Gaming PC

Tachyum’s First CPUs Are Late, But It Plans 20 ExaFLOPS Supercomputer With Next-Gen CPUs Anyway

For three years, Tachyum has been promoting its Prodigy universal processor, promising to outperform CPUs and GPUs from the likes of AMD, Intel, and Nvidia. However, even though the chip was manufactured, it still isn’t. Originally, full-scale production was scheduled to begin in 2021Now the company looks forward. Selling a Prodigy 2-based supercomputer design It promises a performance of 20 ExaFLOPS in 2025-2026.

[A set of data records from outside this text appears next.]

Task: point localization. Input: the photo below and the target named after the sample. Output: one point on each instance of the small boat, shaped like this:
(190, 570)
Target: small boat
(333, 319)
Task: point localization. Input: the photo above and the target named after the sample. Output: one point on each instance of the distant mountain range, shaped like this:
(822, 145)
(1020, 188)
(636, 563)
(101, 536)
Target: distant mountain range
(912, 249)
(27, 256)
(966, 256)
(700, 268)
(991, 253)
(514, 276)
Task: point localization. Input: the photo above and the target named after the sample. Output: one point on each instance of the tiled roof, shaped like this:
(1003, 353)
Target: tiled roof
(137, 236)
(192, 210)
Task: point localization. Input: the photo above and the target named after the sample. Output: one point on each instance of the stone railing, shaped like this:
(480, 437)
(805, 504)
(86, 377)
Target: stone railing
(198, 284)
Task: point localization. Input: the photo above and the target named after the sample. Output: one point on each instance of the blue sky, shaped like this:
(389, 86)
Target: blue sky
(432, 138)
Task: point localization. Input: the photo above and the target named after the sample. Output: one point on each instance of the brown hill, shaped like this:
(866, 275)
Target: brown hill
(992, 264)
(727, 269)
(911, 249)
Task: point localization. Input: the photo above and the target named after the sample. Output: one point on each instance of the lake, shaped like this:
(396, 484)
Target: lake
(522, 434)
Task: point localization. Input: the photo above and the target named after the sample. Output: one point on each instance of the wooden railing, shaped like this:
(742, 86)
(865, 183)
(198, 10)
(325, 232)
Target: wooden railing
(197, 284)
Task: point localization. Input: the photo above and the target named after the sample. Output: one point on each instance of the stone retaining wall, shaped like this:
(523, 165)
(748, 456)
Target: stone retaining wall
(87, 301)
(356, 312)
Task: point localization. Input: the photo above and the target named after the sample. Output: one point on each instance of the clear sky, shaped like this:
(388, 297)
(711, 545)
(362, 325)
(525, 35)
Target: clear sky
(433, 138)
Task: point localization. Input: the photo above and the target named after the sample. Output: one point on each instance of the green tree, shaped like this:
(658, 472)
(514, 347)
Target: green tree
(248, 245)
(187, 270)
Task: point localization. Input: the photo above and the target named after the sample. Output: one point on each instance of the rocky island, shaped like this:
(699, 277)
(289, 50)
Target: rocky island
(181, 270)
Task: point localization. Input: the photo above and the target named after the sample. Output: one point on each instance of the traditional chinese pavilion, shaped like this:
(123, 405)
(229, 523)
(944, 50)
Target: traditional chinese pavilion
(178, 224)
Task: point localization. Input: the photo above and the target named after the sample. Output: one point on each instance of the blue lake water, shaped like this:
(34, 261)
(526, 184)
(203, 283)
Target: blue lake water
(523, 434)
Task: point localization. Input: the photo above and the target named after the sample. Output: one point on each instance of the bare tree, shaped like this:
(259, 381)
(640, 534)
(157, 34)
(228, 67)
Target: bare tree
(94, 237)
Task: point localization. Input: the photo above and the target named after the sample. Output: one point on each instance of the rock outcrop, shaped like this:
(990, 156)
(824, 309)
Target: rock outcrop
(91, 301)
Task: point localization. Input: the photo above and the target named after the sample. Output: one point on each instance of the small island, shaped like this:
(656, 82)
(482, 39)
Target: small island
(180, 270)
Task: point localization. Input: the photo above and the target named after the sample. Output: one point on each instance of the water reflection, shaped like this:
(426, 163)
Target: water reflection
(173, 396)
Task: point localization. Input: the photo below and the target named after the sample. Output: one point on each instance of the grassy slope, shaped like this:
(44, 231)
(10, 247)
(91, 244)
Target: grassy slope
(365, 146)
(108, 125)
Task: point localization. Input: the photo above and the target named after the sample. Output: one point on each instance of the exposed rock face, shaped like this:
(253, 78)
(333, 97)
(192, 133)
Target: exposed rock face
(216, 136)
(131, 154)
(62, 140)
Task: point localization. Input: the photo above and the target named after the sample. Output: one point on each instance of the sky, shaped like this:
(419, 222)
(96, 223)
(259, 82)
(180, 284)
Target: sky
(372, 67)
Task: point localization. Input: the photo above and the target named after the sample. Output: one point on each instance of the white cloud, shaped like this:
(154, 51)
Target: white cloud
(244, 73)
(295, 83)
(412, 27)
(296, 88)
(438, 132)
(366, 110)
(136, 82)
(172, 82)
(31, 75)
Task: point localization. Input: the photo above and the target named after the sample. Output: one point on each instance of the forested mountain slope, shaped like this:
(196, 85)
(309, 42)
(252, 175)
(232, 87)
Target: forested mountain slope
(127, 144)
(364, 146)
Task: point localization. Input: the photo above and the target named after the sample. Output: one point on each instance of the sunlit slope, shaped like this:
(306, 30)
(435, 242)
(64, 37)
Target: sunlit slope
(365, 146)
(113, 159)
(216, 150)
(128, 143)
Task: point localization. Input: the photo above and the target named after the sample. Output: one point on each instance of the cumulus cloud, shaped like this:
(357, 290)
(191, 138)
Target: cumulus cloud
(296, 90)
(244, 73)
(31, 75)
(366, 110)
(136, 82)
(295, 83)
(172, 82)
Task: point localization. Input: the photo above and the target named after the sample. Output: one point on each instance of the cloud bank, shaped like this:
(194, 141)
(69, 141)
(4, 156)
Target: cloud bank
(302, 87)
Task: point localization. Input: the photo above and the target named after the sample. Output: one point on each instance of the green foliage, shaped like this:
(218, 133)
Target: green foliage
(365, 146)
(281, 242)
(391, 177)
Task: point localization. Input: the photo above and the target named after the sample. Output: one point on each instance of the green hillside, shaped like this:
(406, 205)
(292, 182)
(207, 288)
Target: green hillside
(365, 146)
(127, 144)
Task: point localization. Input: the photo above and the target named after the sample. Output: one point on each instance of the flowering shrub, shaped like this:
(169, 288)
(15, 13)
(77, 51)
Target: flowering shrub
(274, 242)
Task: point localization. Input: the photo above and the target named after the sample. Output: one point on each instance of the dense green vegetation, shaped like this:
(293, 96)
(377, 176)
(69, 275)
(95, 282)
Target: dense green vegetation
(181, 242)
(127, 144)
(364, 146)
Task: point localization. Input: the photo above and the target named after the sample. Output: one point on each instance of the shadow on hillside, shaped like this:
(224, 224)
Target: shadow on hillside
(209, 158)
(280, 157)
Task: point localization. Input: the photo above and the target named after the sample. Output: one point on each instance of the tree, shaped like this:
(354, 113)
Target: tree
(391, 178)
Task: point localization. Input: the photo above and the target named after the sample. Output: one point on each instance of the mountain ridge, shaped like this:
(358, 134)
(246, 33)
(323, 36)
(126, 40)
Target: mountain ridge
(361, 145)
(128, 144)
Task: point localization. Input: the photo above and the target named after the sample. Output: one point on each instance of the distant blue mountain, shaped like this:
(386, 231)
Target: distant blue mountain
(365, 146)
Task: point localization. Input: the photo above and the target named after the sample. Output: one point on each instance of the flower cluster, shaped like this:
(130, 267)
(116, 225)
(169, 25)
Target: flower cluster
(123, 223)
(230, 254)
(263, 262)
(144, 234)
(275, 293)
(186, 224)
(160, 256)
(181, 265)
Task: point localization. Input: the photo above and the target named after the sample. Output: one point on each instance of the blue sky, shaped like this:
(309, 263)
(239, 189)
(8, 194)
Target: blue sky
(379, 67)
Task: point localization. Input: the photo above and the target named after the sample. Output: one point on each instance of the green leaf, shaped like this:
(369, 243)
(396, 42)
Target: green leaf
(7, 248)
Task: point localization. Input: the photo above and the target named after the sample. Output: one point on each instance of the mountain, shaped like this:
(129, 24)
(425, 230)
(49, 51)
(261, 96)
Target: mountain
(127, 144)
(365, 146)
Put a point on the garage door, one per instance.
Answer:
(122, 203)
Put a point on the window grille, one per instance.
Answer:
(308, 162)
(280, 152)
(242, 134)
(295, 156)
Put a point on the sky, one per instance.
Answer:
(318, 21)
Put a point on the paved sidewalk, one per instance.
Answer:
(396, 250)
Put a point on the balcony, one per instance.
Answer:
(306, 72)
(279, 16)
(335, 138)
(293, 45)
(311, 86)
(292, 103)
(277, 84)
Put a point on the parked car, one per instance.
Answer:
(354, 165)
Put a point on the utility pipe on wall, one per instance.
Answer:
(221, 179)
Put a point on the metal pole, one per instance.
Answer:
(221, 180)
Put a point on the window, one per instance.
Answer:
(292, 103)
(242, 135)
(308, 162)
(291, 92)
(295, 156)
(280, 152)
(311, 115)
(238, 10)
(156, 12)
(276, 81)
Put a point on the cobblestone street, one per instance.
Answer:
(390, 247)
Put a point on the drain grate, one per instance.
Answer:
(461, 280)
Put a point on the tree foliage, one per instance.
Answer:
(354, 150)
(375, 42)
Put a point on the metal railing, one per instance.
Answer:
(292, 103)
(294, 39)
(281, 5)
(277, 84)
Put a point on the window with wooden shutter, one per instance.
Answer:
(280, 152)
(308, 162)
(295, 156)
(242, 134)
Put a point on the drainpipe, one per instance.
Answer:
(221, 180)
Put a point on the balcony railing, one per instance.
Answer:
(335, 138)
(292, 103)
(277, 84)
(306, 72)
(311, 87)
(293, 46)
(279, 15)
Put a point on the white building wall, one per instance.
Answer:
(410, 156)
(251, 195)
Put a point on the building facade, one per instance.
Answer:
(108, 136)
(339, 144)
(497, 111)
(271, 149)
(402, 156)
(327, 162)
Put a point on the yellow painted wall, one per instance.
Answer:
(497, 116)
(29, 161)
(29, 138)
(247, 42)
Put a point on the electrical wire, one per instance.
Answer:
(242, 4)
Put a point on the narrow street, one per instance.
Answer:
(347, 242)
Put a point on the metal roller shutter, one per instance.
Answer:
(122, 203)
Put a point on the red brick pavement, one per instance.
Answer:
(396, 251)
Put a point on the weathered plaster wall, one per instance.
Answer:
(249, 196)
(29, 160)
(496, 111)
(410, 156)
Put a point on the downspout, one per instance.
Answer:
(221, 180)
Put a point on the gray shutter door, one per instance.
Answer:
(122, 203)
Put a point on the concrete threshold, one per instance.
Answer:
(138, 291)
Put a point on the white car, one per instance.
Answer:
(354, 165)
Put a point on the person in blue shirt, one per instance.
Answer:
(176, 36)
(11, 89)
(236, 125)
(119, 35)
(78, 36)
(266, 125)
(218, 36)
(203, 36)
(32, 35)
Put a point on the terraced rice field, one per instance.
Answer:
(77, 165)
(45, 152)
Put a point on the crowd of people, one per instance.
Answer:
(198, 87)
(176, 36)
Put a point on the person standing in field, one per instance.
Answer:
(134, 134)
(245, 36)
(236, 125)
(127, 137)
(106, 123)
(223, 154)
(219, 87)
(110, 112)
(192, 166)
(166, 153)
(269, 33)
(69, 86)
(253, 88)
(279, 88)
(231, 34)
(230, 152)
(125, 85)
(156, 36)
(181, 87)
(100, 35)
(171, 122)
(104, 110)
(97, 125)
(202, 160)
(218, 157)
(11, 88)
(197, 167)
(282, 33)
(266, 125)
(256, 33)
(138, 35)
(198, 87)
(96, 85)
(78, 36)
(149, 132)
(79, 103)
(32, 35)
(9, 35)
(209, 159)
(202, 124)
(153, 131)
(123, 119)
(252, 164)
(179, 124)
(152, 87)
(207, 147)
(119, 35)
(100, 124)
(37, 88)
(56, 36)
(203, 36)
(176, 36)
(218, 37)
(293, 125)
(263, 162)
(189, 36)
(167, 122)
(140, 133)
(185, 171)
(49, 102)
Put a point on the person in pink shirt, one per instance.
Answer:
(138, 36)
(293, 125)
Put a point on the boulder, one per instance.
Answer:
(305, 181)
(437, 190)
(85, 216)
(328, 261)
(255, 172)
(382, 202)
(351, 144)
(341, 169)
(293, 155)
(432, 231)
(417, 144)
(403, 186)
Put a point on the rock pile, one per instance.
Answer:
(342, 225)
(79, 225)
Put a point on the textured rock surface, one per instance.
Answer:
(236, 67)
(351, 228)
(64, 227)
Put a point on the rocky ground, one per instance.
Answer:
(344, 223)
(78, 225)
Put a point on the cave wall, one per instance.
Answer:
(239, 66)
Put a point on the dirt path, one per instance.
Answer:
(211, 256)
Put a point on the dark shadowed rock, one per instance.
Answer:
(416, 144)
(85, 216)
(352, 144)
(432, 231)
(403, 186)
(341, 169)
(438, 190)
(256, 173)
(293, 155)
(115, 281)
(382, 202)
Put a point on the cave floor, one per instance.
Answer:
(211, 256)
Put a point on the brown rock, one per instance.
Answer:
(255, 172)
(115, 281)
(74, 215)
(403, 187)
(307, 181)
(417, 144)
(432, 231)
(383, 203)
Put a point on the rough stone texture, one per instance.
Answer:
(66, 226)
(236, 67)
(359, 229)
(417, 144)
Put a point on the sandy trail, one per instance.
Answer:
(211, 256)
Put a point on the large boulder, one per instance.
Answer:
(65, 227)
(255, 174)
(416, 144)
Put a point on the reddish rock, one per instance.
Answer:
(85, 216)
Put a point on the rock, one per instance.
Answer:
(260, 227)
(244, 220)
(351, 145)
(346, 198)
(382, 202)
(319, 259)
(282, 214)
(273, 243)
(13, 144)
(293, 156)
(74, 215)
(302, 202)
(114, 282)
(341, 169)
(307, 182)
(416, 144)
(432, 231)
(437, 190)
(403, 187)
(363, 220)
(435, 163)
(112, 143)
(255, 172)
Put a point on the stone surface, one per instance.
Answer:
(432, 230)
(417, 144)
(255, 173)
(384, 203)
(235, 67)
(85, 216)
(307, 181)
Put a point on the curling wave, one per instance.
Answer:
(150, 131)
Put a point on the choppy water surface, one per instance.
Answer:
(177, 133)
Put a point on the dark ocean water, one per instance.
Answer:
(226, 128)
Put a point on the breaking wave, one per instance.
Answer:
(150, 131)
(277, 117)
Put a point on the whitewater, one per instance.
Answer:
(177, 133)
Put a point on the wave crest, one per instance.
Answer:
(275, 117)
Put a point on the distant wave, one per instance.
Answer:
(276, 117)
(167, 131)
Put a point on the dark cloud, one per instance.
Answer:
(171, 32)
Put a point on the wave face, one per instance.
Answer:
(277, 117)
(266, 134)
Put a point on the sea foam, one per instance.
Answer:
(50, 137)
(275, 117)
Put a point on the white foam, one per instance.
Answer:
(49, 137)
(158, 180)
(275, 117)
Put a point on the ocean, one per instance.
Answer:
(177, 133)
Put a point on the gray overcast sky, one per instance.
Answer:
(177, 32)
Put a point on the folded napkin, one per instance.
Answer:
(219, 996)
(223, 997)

of Tachium supercomputer design According to the company, it aims to deliver a performance of 20 FP64 vector ExaFLOPS and 10 AI (INT8 or FP8) ZetaFLOPS within a power target of 60MW in a 6,000 square foot footprint in 2025. The machine uses 64 of his Prodigy 2-based cabinets and 16 of his racks of storage, but Tachyum calculated how many of his Prodigy 2 processors would be needed to achieve this much performance. .

Tachyum also says it can build a supercomputer that delivers 73.8MW consuming 24.9 FP64 vector ExaFLOPS and 13.27 AI ZettaFLOPS. To put the numbers into context, the upcoming El Capitan supercomputer powered by AMD’s Instinct MI300 data center APU is set to deliver around 2 FP64 ExaFLOPS.

(Image credit: Tachium)

Last year, the U.S. Department of Energy expressed interest in procuring 20 ExaFLOPS supercomputers with power consumption ranging from 20MW to 60MW by 2025. The company’s original his Prodigy failed to meet his Tachyum’s performance goals (which is why it sued Cadence), so the company decided to put a second-generation version of his Prodigy (which the company had previously talked about) into the machine. It was reasonable to assume it would.